Facilitating Approaches
(from The Voice and Voice Therapy, 5th
Edition, D.R. Boone and S.C. McFarlane, 1994)
While many of the voice therapy facilitating approaches
in The Voice and Voice Therapy. 5th Edition by Boone and
McFarlane (1994) use various forms of auditory feedback, three
approaches are presented here, quoted directly from the text:
Approach 9, Establishing a New Pitch; Approach 10, Feedback; and
Approach 17, Masking. Used with permission granted by the
publishers, Allyn & Bacon.
Approach 9 - Establishing a New Pitch
A. Kinds of problems for which the approach is useful. Although
it is fairly well established (Bless, 1984; Minifie,
1984) that there is no absolute optimum pitch on which a
particular person should speak, some people with voice
problems may profit from speaking at a different pitch
level. A change of pitch will often have positive effects
on voice, such as improving vocal quality and loudness.

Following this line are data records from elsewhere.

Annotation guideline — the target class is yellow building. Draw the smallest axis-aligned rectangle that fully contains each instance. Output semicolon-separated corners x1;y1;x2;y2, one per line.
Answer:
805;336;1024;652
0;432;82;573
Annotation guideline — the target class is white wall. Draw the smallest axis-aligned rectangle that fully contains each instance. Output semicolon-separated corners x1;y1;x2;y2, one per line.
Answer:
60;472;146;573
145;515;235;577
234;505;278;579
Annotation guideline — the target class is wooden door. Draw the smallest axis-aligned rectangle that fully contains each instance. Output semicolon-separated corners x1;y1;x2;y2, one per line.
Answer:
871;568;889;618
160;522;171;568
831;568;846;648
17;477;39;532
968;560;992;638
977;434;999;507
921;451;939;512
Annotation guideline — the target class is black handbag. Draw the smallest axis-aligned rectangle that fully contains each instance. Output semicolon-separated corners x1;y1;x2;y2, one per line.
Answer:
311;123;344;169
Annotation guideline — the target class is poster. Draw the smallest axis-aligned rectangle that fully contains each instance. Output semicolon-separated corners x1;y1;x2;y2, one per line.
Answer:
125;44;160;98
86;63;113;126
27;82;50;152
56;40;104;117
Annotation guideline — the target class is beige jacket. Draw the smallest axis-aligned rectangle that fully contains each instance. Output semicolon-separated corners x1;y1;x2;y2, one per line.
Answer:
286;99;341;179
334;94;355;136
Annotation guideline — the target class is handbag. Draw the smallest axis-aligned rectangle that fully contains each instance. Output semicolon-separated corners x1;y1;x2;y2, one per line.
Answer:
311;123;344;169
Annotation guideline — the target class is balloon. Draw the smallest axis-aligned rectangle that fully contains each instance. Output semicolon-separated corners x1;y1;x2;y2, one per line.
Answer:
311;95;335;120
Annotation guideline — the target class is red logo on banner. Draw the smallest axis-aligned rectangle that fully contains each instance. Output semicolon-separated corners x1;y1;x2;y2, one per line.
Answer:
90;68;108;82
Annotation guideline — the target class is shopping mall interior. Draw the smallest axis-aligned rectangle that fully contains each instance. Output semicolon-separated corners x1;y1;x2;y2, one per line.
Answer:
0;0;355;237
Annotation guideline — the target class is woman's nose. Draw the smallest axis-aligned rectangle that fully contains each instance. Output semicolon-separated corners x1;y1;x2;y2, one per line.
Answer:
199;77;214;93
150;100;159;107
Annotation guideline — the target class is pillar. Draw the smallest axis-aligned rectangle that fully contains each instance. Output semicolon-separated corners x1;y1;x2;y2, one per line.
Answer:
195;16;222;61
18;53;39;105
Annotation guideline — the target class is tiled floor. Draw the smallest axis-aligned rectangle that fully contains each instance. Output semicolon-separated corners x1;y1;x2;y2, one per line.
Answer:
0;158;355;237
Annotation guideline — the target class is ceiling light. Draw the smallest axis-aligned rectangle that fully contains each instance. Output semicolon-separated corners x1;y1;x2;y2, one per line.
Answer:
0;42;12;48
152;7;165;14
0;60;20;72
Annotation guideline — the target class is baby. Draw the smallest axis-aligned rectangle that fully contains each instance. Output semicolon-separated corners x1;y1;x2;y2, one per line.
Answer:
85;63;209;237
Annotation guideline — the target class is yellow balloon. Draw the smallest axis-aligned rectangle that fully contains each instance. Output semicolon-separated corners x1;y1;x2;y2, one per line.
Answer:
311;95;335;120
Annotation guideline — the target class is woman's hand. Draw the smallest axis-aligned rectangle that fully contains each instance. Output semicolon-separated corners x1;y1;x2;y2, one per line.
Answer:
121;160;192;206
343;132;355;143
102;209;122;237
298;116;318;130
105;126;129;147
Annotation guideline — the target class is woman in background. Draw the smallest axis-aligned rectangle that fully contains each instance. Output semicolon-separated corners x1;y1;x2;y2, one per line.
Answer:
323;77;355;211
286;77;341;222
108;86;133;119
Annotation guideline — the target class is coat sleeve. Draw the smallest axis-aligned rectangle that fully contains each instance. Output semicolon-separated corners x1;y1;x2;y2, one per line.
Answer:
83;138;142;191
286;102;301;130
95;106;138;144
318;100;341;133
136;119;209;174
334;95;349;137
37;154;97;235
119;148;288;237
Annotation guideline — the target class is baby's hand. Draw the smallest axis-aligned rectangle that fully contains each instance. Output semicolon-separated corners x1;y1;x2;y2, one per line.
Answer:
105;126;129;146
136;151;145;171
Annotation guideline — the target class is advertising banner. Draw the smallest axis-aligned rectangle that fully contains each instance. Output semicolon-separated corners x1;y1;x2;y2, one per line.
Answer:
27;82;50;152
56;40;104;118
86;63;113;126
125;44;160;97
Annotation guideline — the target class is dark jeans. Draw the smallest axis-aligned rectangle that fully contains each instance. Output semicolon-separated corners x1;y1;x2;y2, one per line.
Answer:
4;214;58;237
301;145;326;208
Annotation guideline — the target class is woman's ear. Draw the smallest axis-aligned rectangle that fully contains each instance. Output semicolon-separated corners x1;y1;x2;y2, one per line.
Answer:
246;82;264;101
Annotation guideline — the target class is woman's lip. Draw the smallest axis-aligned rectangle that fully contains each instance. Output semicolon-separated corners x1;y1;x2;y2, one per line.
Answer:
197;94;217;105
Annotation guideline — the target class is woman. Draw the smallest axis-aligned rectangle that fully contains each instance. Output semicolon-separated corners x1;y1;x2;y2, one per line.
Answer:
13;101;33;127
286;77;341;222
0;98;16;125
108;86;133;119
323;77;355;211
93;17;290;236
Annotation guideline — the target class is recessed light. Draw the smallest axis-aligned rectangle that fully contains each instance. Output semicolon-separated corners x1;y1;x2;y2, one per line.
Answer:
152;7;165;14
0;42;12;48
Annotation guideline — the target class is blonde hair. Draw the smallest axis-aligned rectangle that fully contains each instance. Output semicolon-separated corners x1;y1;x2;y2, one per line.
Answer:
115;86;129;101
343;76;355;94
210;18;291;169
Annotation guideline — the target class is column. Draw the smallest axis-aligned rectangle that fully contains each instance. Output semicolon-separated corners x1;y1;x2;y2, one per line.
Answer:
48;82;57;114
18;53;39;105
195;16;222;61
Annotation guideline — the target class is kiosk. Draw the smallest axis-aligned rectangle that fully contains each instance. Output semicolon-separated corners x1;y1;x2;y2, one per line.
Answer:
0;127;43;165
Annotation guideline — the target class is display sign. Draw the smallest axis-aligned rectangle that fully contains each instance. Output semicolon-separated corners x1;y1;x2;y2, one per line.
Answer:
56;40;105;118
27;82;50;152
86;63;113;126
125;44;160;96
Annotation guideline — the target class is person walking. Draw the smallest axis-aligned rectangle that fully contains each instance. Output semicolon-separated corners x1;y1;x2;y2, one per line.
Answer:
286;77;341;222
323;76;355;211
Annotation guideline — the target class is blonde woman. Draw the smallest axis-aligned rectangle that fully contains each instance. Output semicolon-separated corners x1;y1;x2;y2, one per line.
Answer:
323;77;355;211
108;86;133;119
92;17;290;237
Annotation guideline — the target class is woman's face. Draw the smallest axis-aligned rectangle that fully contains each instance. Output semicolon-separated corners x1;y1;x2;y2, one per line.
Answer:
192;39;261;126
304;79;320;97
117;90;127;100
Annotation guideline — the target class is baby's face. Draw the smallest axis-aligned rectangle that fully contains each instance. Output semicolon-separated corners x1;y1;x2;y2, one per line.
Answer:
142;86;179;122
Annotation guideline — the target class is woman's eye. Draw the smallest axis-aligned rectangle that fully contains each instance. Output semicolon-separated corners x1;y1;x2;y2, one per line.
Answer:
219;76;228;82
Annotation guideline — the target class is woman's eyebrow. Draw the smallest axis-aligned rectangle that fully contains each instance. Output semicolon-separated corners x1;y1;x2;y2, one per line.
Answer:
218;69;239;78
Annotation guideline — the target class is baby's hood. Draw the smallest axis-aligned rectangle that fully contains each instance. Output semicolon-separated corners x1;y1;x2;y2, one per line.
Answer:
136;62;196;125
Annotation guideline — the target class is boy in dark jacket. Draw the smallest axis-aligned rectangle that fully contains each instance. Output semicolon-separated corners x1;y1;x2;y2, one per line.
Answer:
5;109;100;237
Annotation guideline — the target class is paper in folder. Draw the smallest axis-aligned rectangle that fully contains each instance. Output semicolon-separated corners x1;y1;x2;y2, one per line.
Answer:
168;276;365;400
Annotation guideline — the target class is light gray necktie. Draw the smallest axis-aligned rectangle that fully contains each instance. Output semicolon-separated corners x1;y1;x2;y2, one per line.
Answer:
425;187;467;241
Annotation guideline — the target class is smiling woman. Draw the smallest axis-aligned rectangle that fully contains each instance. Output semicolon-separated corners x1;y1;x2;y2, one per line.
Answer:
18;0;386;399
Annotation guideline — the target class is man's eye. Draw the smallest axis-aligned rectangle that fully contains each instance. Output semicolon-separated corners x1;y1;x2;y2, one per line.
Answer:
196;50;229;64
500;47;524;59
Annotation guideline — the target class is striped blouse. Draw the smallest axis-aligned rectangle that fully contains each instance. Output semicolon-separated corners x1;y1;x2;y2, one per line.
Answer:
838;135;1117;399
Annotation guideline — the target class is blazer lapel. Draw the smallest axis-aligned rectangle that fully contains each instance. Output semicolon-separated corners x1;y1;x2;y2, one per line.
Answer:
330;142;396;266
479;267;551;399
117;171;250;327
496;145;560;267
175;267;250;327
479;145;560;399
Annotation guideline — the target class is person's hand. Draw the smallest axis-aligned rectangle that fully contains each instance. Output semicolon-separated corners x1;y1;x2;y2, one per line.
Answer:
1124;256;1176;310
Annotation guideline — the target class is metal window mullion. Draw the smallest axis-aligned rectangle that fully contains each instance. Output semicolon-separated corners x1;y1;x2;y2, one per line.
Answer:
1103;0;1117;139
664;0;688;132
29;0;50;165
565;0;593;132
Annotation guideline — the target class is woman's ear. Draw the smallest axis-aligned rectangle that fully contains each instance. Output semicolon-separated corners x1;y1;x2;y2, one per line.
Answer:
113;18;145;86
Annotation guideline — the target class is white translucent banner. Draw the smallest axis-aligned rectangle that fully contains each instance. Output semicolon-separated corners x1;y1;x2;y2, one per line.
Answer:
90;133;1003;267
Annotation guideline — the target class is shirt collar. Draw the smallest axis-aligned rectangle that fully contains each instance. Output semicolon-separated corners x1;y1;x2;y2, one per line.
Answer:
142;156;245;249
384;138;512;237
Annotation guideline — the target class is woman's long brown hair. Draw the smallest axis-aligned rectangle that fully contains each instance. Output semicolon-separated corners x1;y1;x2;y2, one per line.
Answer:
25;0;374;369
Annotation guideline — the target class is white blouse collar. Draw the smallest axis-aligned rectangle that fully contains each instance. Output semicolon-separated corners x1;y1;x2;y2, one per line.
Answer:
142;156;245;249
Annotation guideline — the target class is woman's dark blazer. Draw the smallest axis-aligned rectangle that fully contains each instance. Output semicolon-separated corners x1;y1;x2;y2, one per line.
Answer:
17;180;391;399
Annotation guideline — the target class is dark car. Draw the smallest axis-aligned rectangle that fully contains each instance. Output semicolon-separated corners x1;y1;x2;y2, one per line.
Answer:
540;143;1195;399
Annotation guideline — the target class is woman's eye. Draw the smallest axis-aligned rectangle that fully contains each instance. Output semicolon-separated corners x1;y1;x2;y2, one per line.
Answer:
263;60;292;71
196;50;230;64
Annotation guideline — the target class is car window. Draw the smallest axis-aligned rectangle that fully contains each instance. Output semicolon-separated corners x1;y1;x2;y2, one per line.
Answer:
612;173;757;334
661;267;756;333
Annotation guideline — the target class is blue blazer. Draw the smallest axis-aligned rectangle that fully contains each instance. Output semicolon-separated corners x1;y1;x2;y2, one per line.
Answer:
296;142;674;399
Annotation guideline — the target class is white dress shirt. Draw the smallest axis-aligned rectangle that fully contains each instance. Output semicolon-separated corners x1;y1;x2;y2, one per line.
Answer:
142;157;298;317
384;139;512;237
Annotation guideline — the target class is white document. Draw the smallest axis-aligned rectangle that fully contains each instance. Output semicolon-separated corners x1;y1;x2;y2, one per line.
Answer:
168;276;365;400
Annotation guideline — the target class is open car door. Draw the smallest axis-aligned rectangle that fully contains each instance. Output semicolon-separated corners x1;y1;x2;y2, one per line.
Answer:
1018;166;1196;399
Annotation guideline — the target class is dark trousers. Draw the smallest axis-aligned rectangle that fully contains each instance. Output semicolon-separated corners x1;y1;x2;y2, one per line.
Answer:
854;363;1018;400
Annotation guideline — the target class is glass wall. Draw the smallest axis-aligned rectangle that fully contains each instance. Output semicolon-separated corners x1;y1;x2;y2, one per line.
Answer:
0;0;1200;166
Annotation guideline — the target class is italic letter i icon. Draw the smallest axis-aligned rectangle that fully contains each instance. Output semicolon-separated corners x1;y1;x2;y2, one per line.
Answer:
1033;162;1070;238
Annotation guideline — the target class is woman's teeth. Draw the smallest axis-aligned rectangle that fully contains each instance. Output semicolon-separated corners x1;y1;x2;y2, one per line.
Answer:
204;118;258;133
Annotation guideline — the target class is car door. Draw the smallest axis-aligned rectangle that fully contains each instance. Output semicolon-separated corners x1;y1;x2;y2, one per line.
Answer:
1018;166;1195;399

Speaking at the very bottom of ones pitch range
requires too much force and effort. Similarly, speaking
habitually toward the top of ones range can be
vocally fatiguing. Because a number of instruments
available today can portray fundamental frequency in real
time (while one is phonating), awareness and feedback of
ones ongoing pitch level play prominent roles in
establishing new pitches through therapy.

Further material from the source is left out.